Govada and her team along with other ULI members in Hong Kong have decided to examine the housing issue with the goal of identifying a way out of what is currently an unsustainable situation. Partially funded by a ULI Foundation urban innovation grant, the study aims to identify strategies that will increase the availability of decent and affordable housing for the entire workforce. As an initial thought, Govada says that more players need to be involved, in addition to the Hong Kong Housing Authority and the Urban Renewal Authority. The private sector as well as the Mass Transit Railway Corporation, other non-governmental organizations, and universities should step up and play a more active role.
The team’s research began with a forum in October, where J. Ronald Terwilliger, an affordable housing advocate and ULI Nichols Prize laureate, and Tom Murphy, former Pittsburgh mayor and ULI senior fellow, offered U.S. perspectives on the challenges of affordability alongside housing officials and experts from the private sector in Hong Kong.
In May, Govada and other ULI members toured public housing estates in Hong Kong to understand what life is like for the roughly 30 to 50 percent of the population who live in public housing. They then convened a workshop where participants were brief by housing experts from the Hong Kong Housing Authority and the Chinese University in Hong Kong. They discussed fundamental aspects of the problem, including quality of life; the mismatch between household income and housing affordability; and the relatively long period of time (11–14 years) it takes to deliver new housing developments in Hong Kong due to complex planning processes and building regulations.

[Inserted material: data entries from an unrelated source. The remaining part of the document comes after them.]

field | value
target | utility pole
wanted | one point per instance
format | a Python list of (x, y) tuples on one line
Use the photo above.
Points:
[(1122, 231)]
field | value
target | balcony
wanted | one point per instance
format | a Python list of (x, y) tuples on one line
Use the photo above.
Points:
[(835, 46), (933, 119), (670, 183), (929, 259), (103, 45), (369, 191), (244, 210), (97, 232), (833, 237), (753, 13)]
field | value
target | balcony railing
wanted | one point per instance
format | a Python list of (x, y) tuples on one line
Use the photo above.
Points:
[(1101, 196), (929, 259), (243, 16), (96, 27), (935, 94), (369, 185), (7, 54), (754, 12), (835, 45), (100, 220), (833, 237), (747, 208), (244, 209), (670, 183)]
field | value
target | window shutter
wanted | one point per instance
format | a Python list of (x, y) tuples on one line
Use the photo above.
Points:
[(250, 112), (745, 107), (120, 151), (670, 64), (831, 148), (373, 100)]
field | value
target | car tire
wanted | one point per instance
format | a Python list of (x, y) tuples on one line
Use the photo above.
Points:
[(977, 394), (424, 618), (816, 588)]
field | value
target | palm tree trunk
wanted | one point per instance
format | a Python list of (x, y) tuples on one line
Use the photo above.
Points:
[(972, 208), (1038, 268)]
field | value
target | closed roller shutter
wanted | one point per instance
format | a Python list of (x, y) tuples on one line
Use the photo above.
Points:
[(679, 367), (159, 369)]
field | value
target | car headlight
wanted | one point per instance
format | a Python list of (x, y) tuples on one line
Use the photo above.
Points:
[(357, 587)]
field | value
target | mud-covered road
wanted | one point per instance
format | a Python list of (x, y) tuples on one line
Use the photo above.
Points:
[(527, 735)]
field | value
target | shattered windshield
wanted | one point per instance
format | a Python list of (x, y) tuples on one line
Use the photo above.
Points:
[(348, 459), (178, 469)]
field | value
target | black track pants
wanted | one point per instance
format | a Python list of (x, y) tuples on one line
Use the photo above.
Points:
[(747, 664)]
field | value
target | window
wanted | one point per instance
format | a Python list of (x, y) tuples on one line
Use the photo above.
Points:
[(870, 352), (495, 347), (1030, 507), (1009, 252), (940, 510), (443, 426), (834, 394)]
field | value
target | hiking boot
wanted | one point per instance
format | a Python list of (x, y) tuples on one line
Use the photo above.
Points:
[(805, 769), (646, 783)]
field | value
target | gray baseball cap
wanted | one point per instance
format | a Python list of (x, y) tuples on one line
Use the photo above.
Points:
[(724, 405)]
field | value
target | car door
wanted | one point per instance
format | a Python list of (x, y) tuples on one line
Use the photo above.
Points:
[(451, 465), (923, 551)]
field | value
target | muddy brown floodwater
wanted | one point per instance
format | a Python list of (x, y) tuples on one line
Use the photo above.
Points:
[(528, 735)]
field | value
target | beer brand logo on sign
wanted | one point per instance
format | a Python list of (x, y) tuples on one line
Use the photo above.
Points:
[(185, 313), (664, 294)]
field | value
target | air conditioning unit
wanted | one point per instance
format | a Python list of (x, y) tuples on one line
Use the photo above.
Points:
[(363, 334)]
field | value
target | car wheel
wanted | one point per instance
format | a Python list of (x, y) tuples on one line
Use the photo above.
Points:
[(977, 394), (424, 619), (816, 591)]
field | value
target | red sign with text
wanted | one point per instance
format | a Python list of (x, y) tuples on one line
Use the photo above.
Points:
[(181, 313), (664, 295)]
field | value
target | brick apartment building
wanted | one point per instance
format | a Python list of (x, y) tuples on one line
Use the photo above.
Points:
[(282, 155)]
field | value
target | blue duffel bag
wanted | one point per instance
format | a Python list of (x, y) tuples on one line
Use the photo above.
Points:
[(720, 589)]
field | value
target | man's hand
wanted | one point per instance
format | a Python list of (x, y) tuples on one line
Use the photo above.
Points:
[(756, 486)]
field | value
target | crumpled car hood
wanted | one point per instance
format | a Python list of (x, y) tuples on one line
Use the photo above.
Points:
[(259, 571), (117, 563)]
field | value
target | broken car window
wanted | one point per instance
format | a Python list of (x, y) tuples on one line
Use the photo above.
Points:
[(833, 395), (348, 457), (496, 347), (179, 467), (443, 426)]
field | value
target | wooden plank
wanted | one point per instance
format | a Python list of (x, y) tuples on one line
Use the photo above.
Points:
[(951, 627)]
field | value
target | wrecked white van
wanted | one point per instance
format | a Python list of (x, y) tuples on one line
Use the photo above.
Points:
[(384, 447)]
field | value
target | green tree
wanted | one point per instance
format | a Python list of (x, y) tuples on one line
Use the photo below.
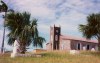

Workshop participants also compared Hong Kong’s long-term housing strategy to that of London, New York, and Singapore, densely populated cities also grappling with a shortage of affordable and workforce housing options. London has pursued a strategy of integrating subsidized or “social” housing units within market-rate developments throughout the city, a practice known as “pepper-potting,” with mixed results. Released in October 2014, the updated London Housing Strategy has emphasized increasing homeownership through the new First Steps program and by redeveloping brownfield areas throughout the city known as “Opportunity Areas” for new jobs and housing.
Mayor Bill de Blasio of New York City has pledged an ambitious goal of building or preserving 200,000 affordable housing units over the next decade. The policy of “inclusionary zoning,” or setting aside units within market-rate developments for low- and moderate-income renters, is one of the main tools the city has pursued to achieve the mayor’s goal. Yet inclusionary zoning has not “challenged the dynamic between developers and communities, landlords and tenants, or housing and the market,” and is a “flawed methodology that favors development over community needs” and ultimately leads to gentrification and displacement, according to Govada.
Singapore, with a scarcity of land similar to Hong Kong’s, also has relied on dense, vertical development for its housing needs. Yet, the crucial difference is that in Singapore, 95 percent of public housing is owner-occupied compared with just 34 percent in Hong Kong. In Govada’s view, homeownership is a community aspiration and will actually allow for a healthy turnover in units. In Hong Kong, it is not uncommon for public housing renters to occupy their units as they age, preventing new residents from entering the market.
Govada’s next step is to hold follow-up interviews and focus group discussions to come up with a set of preliminary recommendations or guiding principles for affordable housing in Hong Kong and the region. “This is just the beginning of the conversation,” she says.